Tra le varie esperienze, il Centro ospita anche una scuola di italiano per migranti, che è attiva da circa un quarto di secolo e che, da alcuni anni, si è data una veste organizzativa più formale con la costituzione dell’associazione Aprimondo Centro Poggeschi (che si occupa anche della sensibilizzazione e della raccolta di aiuti per contribuire a sostenere la missione di Franco Martellozzo, gesuita che opera in Ciad dal 1963).

La scuola è animata da una quarantina di insegnanti volontari - prevalentemente studenti universitari che offrono uno o più anni di servizio - e accoglie annualmente fra i 150 e i 200 allievi: all’inizio gli studenti erano esclusivamente pakistani, ma presto si aggiunsero numerosi bangladesi e poi, via via, migranti di molti altri Paesi. Nel corso degli anni l’utenza si è progressivamente modificata fino a caratterizzarsi per una forte, se non prevalente, presenza di donne e per la grande diversificazione dei Paesi di provenienza.

Se tante donne lavoratrici affiancano oggi compagni di scuola maschi nelle diverse «classi miste», un piccolo grande successo della scuola è stata l’accoglienza di molte casalinghe, donne letteralmente «tutte casa e famiglia», che sono state inserite in progetti studiati su misura (nella foto): classi solo al femminile, comprese le insegnanti, dove si impara a «masticare l’italiano» scambiandosi ricette e preparando piatti di cucina italiana, pachistana, maghrebina, ecc. e imparando «sul campo» le parole che raccontano le varie cucine: da «riso» a «pasta», passando per «pollo» e «carne», ma anche da «peperoncino» ad «harissa» e da «pizza» a «cous cous»: in pratica si fa intercultura davanti ai fornelli e insieme s’impara l’«italiano da mangiare» (ma non solo).
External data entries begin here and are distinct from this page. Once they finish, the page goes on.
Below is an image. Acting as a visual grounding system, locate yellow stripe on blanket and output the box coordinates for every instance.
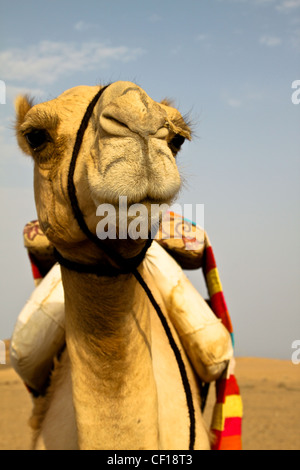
[211,395,243,431]
[206,267,223,297]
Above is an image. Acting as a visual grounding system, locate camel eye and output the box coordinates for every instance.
[169,134,185,155]
[25,129,49,150]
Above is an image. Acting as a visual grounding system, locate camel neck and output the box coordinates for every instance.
[61,268,137,341]
[61,266,160,450]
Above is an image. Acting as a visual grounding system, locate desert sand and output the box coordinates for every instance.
[0,341,299,450]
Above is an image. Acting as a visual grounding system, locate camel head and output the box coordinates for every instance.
[15,81,191,264]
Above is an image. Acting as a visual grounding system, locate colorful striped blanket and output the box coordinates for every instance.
[203,241,243,450]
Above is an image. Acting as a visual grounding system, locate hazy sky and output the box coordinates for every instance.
[0,0,299,359]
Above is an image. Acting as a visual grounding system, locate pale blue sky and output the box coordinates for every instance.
[0,0,299,359]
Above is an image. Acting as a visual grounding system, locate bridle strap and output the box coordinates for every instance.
[63,83,153,274]
[67,84,134,271]
[54,84,196,450]
[53,238,153,277]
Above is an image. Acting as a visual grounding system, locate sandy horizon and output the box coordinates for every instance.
[0,343,299,450]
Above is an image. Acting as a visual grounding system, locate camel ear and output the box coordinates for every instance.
[15,95,34,155]
[15,94,34,125]
[160,98,175,107]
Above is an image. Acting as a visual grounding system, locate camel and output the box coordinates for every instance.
[15,81,231,450]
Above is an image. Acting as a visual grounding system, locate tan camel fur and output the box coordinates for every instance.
[15,81,214,450]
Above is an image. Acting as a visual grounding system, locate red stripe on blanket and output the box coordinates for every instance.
[203,246,216,274]
[210,292,233,333]
[222,417,242,437]
[28,253,42,280]
[216,375,241,403]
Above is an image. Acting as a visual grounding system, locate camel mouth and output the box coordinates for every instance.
[94,194,172,242]
[122,194,175,207]
[89,159,181,204]
[91,184,180,210]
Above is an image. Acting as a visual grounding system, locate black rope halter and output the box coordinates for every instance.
[54,84,196,450]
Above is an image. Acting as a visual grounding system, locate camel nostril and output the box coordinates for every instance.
[100,113,128,134]
[105,116,128,128]
[100,112,132,137]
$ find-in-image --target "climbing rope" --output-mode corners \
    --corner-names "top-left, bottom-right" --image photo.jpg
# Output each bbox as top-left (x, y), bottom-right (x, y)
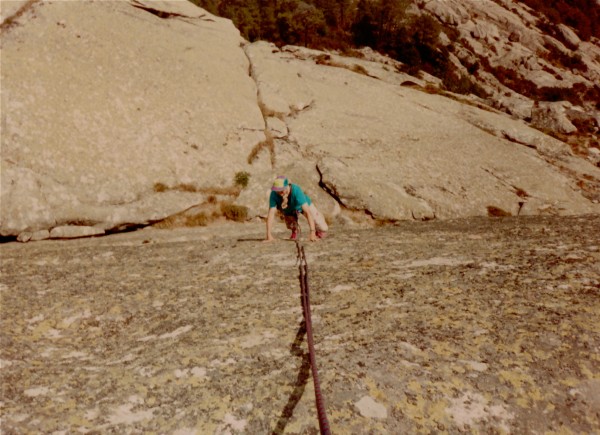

La scuola offre agli studenti percorsi diversificati sulla base dell’effettiva conoscenza dell’italiano: le classi di principianti assoluti si affiancano a quelle di studenti con maggiore padronanza della lingua, che in alcuni casi frequentano la scuola per il secondo o il terzo anno; la gran parte degli studenti arriva però solo a una conoscenza intermedia dell’italiano, sufficiente per affrontare l’esame che serve per poter avere il permesso di soggiorno di lungo periodo. Da un anno all’altro la scuola si rinnova così quasi completamente per quanto riguarda gli studenti e in gran parte anche per quanto riguarda gli insegnanti, tanto che una delle esigenze più sentite è la formazione dei nuovi volontari: a tale scopo Aprimondo organizza insieme ad altre scuole volontarie presenti a Bologna corsi di formazione con la partecipazione di docenti esperti nell’insegnamento dell’italiano L2, cioè come lingua seconda.

Nei mesi scorsi il tema della cittadinanza ha molto coinvolto i volontari e gli allievi della scuola. All’interno del comitato bolognese per la raccolta delle firme a sostegno della campagna «L’Italia sono anch’io», Aprimondo ha contribuito in particolare raccogliendo e diffondendo interviste fatte ad alcuni studenti della sua scuola: cittadini entusiasti e orgogliosi di vivere in Italia che hanno imparato o migliorato il loro italiano al Centro Poggeschi e a cui manca ormai «solo» il permesso di lungo periodo o, finalmente, la cittadinanza italiana.